In order to further delineate the identity of the virus involved, plants were tested by RT-PCR using a universal potyvirus primer pair (Van der Vlugt et al., 1999) designed to amplify partial coat protein gene and 3'-UTR of the viral genome. An amplification product of ~800 bp was obtained and the product was cloned and sequenced (Acc. No. AJ850918). The nucleotide sequence was analyzed with the sequences available in the database using BLAST (Altschul et al., 1997). Pairwise comparisons were performed by the ALIGN-2 program utilizing the DOTHELEX algorithm (Tatusova & Maiden, 1999). The sequence was found to exhibit a close relationship (99% nucleotide sequence identity) to an isolate of Ornithogalum mosaic virus (OrMV) from Iris that has previously been reported from Australia (AF203528). Further, the sequence showed 87-91% identity with OrMV infecting Ornithogalum spp. This is the first report of OrMV infecting Iris from India.

Figure1+
Figure 1: (right): Amplification by RT-PCR of the 3'-UTR and part of the coat protein gene of the potyvirus from an Iris sample showing mosaic, mottle and chlorotic spots on leaves. A universal primer pair for the potyvirus group was used for amplification. The position of the amplification product is indicated by an arrow (lane 1). The size of selected marker bands of a co-electrophoresed 100bp ladder (Bangalore Genei, India) are indicated (lane 2).
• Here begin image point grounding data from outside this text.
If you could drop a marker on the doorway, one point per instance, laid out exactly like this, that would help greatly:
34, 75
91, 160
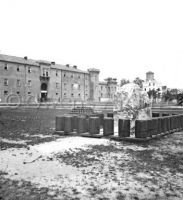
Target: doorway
44, 92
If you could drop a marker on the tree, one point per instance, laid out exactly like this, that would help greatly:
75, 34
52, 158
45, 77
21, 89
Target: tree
169, 95
124, 81
152, 94
139, 82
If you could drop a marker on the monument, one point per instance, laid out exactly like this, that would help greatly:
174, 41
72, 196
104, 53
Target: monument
131, 102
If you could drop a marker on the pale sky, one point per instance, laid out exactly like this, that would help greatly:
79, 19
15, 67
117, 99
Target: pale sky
122, 38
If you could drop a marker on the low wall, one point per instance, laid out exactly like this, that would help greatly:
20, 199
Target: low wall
96, 106
144, 129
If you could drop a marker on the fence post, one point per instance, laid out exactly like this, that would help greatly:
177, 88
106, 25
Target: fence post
68, 124
94, 125
108, 126
59, 123
81, 124
141, 128
110, 115
124, 128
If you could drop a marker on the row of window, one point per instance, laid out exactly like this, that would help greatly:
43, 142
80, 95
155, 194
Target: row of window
29, 83
72, 95
72, 76
6, 82
112, 87
18, 92
6, 67
29, 93
75, 86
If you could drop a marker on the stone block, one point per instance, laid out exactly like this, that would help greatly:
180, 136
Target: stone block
108, 126
94, 125
60, 121
124, 128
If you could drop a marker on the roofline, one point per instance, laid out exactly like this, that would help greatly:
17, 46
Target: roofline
37, 65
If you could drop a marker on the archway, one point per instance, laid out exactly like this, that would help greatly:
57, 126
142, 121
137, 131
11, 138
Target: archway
44, 92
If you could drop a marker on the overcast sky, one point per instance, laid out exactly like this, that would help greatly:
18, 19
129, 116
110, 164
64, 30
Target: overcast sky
122, 38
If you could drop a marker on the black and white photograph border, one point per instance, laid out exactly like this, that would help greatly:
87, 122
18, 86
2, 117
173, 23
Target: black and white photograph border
91, 97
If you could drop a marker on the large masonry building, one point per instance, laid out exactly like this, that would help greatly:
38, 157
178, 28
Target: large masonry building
39, 80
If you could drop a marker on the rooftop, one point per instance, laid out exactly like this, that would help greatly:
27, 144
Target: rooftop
26, 61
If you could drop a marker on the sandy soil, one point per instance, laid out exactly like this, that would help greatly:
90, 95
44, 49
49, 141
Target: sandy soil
35, 164
88, 168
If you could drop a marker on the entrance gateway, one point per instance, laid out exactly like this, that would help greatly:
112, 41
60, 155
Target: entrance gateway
44, 92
Figure 1: (right): Amplification by RT-PCR of the 3'-UTR and part of the coat protein gene of the potyvirus from an Iris sample showing mosaic, mottle and chlorotic spots on leaves. A universal primer pair for the potyvirus group was used for amplification. The position of the amplification product is indicated by an arrow (lane 1). The size of selected marker bands of a co-electrophoresed 100bp ladder (Bangalore Genei, India) are indicated (lane 2).

References

  1. Altschul SF, Thomas LM, Alejandro AS, Jinghui Z, Zheng Z, Webb M, David JL, 1997. Gapped BLAST and PSIBLAST: a new generation of protein database search programs. Nucleic Acids Research 25, 3389-3402.
  2. Tatusova AT, Maiden TL, 1999. Blast 2 sequences - a new tool for comparing protein and nucleotide sequences. FEMS Microbiology Letters 174, 247-250.
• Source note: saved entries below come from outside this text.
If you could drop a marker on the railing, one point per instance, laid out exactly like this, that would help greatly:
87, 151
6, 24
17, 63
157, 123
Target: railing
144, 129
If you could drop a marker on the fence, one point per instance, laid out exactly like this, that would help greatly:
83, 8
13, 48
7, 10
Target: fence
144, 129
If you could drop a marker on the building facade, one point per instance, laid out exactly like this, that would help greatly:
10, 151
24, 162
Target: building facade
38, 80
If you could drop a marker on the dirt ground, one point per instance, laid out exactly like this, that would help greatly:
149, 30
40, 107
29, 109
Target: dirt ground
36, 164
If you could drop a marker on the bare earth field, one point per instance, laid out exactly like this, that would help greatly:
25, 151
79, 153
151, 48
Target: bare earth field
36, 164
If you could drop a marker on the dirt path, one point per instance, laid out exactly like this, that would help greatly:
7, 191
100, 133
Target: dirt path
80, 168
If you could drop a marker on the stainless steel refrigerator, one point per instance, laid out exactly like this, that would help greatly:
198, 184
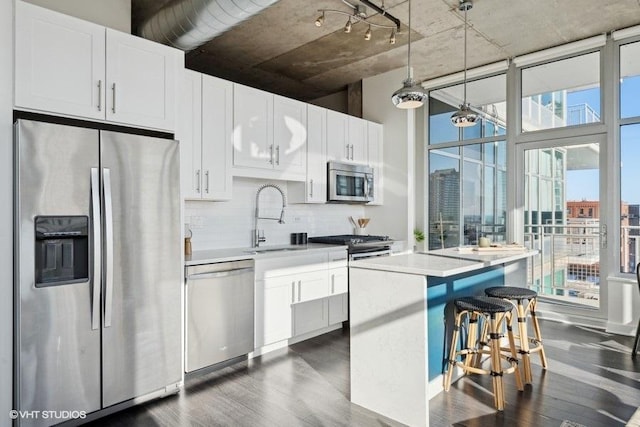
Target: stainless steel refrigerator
98, 269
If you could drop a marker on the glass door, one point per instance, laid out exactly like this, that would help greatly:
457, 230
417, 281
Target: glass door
564, 219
  3. Van der Vlugt CIM, Derks AFLM, 1995. Iris. In: Loebenstein G, Lawson RH, Brunt AA, eds. Virus and Virus-like Diseases of Bulb and Flower Crops. Chichester, UK: John Wiley & Sons, 303-312.
  4. Van der Vulgt RAA, Steffens P, Cuperus C, Brag E, Lesemann DE, Bos L, Vetten HJ, 1999. Further evidence that Shallot yellow stripe virus (SYSV) is a distinct potyvirus and reidentification of Welsh onion yellow stripe virus as a SYSV strain. Phytopathology 89, 148-155.